手を振って僕を見送る雪乃に微笑みながら僕は教室を後にする。

「ああ……頑張ってくれよ……雪乃…」

リサを会長の座から落とす役は決まったが、もうちょっと人が欲しいな……さて、どうするか。

「ん…あれは…」

廊下を歩いていると、栗毛の女子生徒が小柄な男子生徒に対して詰め寄っていた。

(またか……)

僕は呆れる様に溜め息を吐くと、その二人に近付く。

「あ……鈴夢君……」

僕に気が付いた男子生徒……佐々木孝太郎はまるで助けを求める様な表情で僕を見つめる。それを察知した僕は彼に詰め寄っていた女子生徒……松永奈々の方に顔を向け、話しかける。

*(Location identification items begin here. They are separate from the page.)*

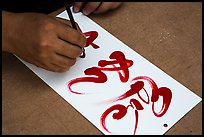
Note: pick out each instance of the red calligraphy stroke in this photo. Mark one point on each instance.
(118, 57)
(164, 92)
(136, 88)
(122, 111)
(91, 36)
(100, 78)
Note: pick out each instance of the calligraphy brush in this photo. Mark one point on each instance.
(67, 6)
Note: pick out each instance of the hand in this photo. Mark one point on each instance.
(45, 41)
(95, 7)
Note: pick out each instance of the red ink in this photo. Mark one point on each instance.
(164, 92)
(91, 36)
(122, 111)
(135, 88)
(101, 78)
(119, 59)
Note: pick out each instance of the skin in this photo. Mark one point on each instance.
(47, 42)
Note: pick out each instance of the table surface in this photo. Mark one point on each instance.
(167, 34)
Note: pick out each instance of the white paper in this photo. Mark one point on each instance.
(99, 95)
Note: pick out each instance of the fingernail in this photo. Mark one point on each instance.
(76, 9)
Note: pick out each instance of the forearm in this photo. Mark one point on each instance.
(7, 21)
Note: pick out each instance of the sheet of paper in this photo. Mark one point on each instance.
(118, 90)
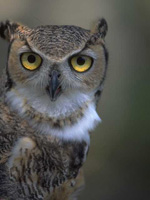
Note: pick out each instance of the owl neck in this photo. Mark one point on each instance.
(71, 117)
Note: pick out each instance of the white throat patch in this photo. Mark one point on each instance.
(64, 106)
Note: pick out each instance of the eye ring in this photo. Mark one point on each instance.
(30, 61)
(81, 63)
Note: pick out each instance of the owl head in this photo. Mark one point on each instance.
(54, 70)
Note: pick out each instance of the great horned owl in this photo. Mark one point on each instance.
(48, 96)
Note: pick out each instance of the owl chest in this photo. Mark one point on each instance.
(38, 171)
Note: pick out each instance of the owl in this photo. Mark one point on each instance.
(49, 91)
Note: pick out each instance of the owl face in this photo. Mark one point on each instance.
(57, 60)
(54, 76)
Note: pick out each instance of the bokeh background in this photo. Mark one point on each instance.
(118, 164)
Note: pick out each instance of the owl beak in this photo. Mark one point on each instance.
(54, 88)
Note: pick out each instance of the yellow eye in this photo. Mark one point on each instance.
(81, 63)
(31, 61)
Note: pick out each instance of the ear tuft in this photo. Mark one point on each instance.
(101, 28)
(10, 30)
(99, 32)
(7, 30)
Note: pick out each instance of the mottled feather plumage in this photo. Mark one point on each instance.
(43, 144)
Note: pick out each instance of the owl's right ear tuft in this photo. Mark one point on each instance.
(8, 30)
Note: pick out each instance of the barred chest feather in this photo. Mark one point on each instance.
(69, 120)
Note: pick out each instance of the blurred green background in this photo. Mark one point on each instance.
(118, 163)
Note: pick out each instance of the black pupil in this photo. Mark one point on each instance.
(80, 61)
(31, 59)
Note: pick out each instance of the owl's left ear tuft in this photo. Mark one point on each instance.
(99, 31)
(101, 28)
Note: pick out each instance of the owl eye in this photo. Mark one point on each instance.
(81, 63)
(30, 61)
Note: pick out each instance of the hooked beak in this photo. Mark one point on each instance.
(54, 87)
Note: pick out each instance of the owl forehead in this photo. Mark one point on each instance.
(58, 41)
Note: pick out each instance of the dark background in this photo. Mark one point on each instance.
(118, 163)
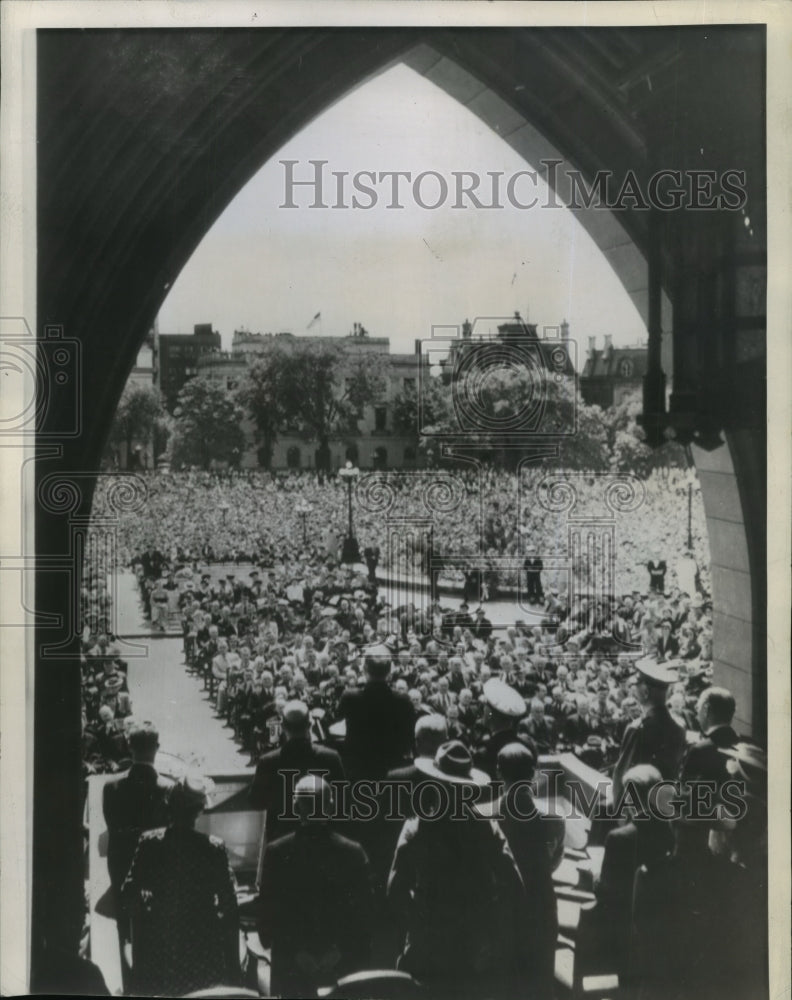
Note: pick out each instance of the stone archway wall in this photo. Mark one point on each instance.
(131, 173)
(616, 245)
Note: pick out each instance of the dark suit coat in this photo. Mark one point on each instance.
(315, 898)
(655, 739)
(272, 790)
(181, 897)
(379, 729)
(704, 761)
(627, 848)
(699, 930)
(133, 803)
(486, 756)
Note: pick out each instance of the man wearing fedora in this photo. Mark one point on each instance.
(115, 698)
(135, 802)
(455, 890)
(271, 789)
(535, 836)
(656, 738)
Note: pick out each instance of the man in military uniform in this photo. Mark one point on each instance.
(533, 567)
(379, 721)
(656, 738)
(503, 709)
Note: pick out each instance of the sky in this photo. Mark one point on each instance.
(400, 272)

「どうしました松永先輩……何やら孝太郎君に詰め寄ってみたいですが?」
「別に…彼の生徒会での活動に対してちょっと指導をしてただけよ」

僕より一学年上の松永先輩はキッと僕の方を睨み付けながらも冷静な口調で答える。

「おや、新人の指導なら僕達はちゃんとやっていますけど…?」
「そうかしら?いつもあなた達生徒会は忙しそうだから新人を教育している様には見えなかったわ。とにかく、教えたい事も言ったし私は帰るわね…」

松永先輩は僕に向かってフンと鼻を鳴らすとこの場から立ち去る様に歩き出す。

(指導、ね…)

僕は苦笑しながら彼女の後ろ姿を冷ややかな目で眺める。全く…前『生徒会長』も落ちぶれたものだ。
彼女はかつてこの学園の生徒会長でアイドル的存在だった…本来なら彼女が会長を続投してもおかしくはなかったが、リサが生徒会長に当選した事により彼女はただの一生徒に成り下がってしまう事になる。
ま、僕も悪いんですけどね。

僕は松永先輩の姿が消えた事を確認すると孝太郎に顔を向けた。孝太郎は目に涙を浮かべながら僕に頭を下げる。

「大丈夫かな孝太郎君?君も大変だね…」
「うん、大丈夫…ありがとう鈴夢君。…平気だよ、こういうのは…もう慣れているから」

孝太郎はため息を吐いて悲しそうに顔を俯ける。彼は女子にからかわれたり、ひどい振る舞いを受ける事が多い。
原因は彼の外見と性格にあるだろう。僕も小柄な方だけど彼は僕よりもさらに小さい。そして弱気で臆病な性格と、まさにいじめられる素質が盛り沢山だ。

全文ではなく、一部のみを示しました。